The Devil in the Marshalsea | страница 29
‘Go, go, live your godless life,’ he called down the stairs as I stormed out of the vicarage for the last time, my sister Jane watching silent and ashen-faced. ‘And when you’re alone and penniless, rotting in a debtors’ gaol, do not come begging to me.’
And now his prediction had come to pass. I cursed the memory, spat the bitterness away and walked out into the prison.
The Marshalsea is an old gaol – centuries old. Its buildings are a peculiar hodgepodge, some brick, some timber, set in a quadrangle around a cobbled yard close to an acre in size. There were perhaps two dozen prisoners outside that first morning, men and women, some walking up and down in a distracted fashion, others talking and smoking and laughing, as if they had chanced to meet in the street. I watched them quietly in the shadow of the Lodge, settling my nerves and waiting for the best moment to step into the arena.
The Lodge gate was the only way in and out of the prison, unless you were suicidal enough to try scaling the walls. To my left was a two-storeyed timber house with bright yellow curtains and a low wooden fence about the door – the governor’s house, I discovered later. A tree shaded the windows – the only one in the prison and a mangled, sickly thing at that. Beyond the governor’s lodgings this west side of the prison was given up to a high wall crowned with iron spikes, where men played rackets.
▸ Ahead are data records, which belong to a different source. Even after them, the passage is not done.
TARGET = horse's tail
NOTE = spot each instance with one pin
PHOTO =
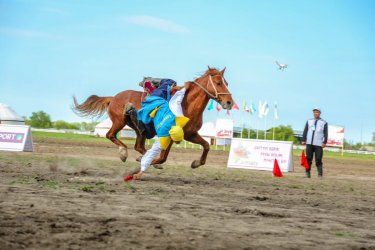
(94, 106)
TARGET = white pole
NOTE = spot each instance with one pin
(249, 131)
(273, 128)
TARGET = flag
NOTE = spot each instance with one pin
(252, 108)
(211, 105)
(266, 109)
(245, 107)
(275, 112)
(218, 107)
(263, 109)
(276, 169)
(304, 162)
(260, 108)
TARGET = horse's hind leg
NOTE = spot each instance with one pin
(197, 139)
(140, 145)
(117, 126)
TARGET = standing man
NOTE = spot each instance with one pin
(315, 136)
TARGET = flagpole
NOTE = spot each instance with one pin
(242, 125)
(273, 128)
(248, 136)
(265, 128)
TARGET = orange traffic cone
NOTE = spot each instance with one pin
(276, 169)
(304, 162)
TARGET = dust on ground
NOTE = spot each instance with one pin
(71, 196)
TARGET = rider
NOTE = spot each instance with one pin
(162, 115)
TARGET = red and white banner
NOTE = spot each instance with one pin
(15, 138)
(224, 128)
(260, 154)
(335, 136)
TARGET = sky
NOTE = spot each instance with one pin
(51, 50)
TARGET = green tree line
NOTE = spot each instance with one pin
(41, 119)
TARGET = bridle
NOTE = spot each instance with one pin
(216, 97)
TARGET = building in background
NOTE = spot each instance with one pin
(9, 116)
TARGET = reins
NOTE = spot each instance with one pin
(216, 97)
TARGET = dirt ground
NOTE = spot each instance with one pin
(69, 195)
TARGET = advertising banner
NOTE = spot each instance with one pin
(15, 138)
(260, 154)
(335, 136)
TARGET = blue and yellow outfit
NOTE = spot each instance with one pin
(155, 110)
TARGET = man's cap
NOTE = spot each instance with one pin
(317, 109)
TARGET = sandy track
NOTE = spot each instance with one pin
(71, 196)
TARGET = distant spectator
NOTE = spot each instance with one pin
(315, 137)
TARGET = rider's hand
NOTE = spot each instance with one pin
(138, 176)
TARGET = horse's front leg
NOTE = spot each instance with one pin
(162, 158)
(197, 139)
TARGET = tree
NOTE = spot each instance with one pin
(40, 119)
(60, 124)
(282, 133)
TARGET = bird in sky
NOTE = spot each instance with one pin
(281, 66)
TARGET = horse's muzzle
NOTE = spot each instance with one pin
(227, 105)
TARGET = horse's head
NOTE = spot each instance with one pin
(216, 87)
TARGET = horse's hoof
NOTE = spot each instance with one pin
(123, 158)
(158, 166)
(123, 154)
(196, 164)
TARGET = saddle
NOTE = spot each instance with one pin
(149, 84)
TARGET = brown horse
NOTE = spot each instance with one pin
(211, 85)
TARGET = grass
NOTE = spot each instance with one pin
(94, 139)
(338, 155)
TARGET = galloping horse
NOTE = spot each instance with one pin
(211, 85)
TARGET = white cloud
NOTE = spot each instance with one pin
(26, 33)
(54, 11)
(157, 23)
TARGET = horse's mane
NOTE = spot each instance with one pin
(209, 71)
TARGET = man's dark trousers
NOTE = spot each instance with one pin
(310, 150)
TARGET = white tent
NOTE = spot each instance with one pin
(102, 128)
(9, 116)
(208, 132)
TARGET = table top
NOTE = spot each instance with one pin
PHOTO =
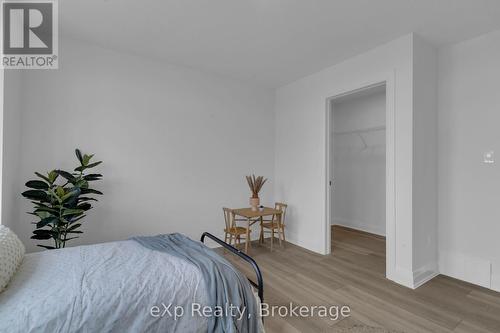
(249, 213)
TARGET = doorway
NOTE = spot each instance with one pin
(360, 150)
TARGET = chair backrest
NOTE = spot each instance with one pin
(228, 217)
(281, 207)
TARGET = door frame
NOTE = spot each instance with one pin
(388, 80)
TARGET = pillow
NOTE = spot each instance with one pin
(11, 255)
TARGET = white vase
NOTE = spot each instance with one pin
(254, 203)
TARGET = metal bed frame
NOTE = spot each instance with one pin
(260, 283)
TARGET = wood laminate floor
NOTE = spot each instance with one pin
(353, 275)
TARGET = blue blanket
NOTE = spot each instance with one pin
(227, 289)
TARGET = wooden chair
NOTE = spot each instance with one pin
(231, 230)
(276, 223)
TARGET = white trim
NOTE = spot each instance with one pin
(424, 275)
(389, 80)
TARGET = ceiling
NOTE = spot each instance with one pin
(269, 42)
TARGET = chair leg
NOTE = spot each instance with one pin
(272, 238)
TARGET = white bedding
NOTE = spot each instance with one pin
(107, 287)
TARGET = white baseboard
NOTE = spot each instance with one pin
(424, 274)
(467, 268)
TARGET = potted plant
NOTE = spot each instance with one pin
(255, 184)
(61, 199)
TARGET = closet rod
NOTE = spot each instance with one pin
(364, 130)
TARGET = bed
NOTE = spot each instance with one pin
(128, 286)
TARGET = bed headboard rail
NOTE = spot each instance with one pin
(259, 284)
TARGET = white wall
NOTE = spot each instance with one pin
(425, 250)
(176, 143)
(12, 185)
(359, 170)
(469, 196)
(300, 168)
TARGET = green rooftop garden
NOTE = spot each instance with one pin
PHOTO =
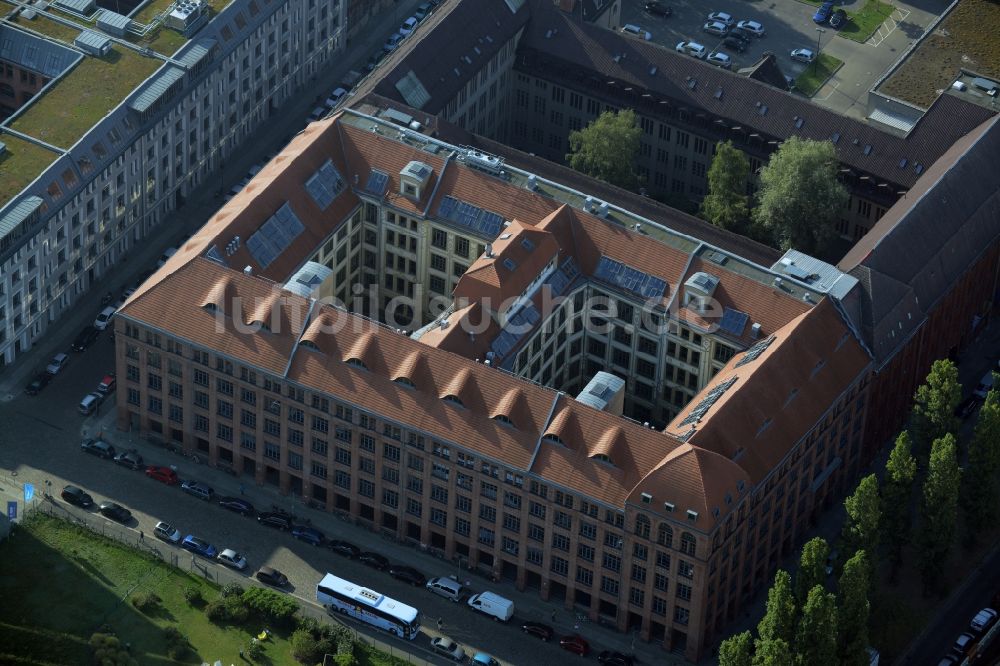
(20, 164)
(84, 95)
The north wall was much longer and began with a terrace of three rundown houses. These, I learned, were the prison wards, with twenty large rooms in all. Most cells were occupied by at least three men – often twice or even three times that. The best rooms were at the front on the first floor; they were larger, and looked out into the yard. I could see a few pale faces at the windows, men smoking and drinking or staring dejectedly into thin air.
At the end of these three terraced buildings was a tall, narrow house, kept in a much better state than its neighbours. The turnkeys’ lodgings took up all of the ground-floor rooms while the prison chapel lay on the floor above, with a large window facing the yard. What God made of the view below I couldn’t say.
At the end of this north row stood a handsome brick building, five storeys high and wider than all its neighbours put together. It seemed to look down its nose at the rest of the prison, like a duke forced to live cheek by jowl with his peasants. A small crowd sheltered beneath its long, colonnaded porch, watching a game of backgammon.